[short_answer] Using any three examples from different parts of ancient India, explain how traditional societies managed water resources effectively long before modern engineering.
Generated by claude-sonnet-4-6 · 2026-06-26 13:31 · grounding rag
Model Answer
Ancient Indians managed water resources through ingenious local methods:
- Sringaverapura (1st century B.C.) near Allahabad had a sophisticated water harvesting system that channelled floodwater of the Ganga for storage and use.

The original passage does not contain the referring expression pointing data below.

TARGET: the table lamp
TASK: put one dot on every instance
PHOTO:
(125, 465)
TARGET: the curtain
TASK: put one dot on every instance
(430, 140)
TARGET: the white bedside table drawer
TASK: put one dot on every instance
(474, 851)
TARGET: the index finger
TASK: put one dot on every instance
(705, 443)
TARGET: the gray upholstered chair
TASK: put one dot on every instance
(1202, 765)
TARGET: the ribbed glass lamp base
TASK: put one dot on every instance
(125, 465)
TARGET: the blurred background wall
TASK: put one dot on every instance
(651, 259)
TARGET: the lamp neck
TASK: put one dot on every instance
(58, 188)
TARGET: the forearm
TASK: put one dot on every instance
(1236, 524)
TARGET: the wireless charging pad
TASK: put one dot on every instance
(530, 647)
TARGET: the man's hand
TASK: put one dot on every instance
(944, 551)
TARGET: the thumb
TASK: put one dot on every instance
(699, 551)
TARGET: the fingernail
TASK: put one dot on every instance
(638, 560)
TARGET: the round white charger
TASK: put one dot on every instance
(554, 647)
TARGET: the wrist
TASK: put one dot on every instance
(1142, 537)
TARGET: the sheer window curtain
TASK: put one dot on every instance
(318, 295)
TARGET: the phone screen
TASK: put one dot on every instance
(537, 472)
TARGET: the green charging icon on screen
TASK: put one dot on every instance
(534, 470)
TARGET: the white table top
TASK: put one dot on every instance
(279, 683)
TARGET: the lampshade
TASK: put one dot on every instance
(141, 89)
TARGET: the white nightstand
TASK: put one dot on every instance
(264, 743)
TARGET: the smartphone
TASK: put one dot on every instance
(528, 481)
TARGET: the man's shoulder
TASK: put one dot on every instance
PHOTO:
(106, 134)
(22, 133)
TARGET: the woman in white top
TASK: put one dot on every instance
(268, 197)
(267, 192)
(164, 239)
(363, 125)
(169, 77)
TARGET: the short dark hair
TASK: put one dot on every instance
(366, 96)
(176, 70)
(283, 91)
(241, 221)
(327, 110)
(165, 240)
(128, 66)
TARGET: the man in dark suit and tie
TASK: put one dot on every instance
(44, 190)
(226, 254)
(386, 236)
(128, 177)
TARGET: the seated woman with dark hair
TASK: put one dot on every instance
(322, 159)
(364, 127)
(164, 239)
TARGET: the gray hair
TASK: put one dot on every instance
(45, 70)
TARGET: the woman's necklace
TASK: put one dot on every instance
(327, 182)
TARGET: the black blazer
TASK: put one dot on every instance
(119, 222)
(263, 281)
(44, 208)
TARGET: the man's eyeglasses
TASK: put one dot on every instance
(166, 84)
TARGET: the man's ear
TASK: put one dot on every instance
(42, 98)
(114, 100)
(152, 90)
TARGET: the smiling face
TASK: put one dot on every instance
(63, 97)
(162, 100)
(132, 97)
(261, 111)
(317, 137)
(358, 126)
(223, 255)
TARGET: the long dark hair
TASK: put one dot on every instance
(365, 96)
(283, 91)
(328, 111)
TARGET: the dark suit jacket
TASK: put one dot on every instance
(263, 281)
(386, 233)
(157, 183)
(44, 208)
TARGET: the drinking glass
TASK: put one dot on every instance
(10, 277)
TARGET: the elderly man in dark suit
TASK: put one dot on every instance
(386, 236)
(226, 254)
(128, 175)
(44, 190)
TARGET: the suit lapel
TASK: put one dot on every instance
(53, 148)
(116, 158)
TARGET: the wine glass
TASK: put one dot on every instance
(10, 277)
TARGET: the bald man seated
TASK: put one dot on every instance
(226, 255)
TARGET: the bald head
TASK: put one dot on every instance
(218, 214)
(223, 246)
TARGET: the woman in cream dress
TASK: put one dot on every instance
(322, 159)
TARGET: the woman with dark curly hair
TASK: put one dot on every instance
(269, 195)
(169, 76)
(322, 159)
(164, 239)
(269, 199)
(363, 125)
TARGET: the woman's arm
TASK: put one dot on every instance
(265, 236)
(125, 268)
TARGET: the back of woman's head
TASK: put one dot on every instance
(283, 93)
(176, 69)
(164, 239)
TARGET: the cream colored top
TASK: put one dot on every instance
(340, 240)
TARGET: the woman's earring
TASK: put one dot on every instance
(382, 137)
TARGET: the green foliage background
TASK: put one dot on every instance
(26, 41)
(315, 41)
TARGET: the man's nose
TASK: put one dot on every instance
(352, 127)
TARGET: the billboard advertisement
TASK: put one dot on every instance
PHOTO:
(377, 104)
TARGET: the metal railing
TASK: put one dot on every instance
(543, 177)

- Khadins and Johads in Rajasthan — agricultural fields were converted into rain-fed storage structures; in arid Rajasthan, underground tankas stored rooftop rainwater for drinking.
- Guls/Kuls of the Western Himalayas — diversion channels were built in hilly regions to redirect stream water for irrigation of agricultural fields.
These examples show that ancient societies understood local rainfall, soil conditions, and geography, designing effective water systems without modern engineering.
Source: Water Resources, Chapter 3
---
Explanation
- The examiner expects three distinct examples from different regions — that is the core demand. Pick examples from geographically separate areas (plains, arid zone, hills).
- Name the place/system clearly, then give one specific detail (what it did / how it worked).
- A brief concluding line showing the "so what" (local ecological knowledge) helps but keep it to one sentence.
- Avoid listing more than three; depth over breadth for 3 marks.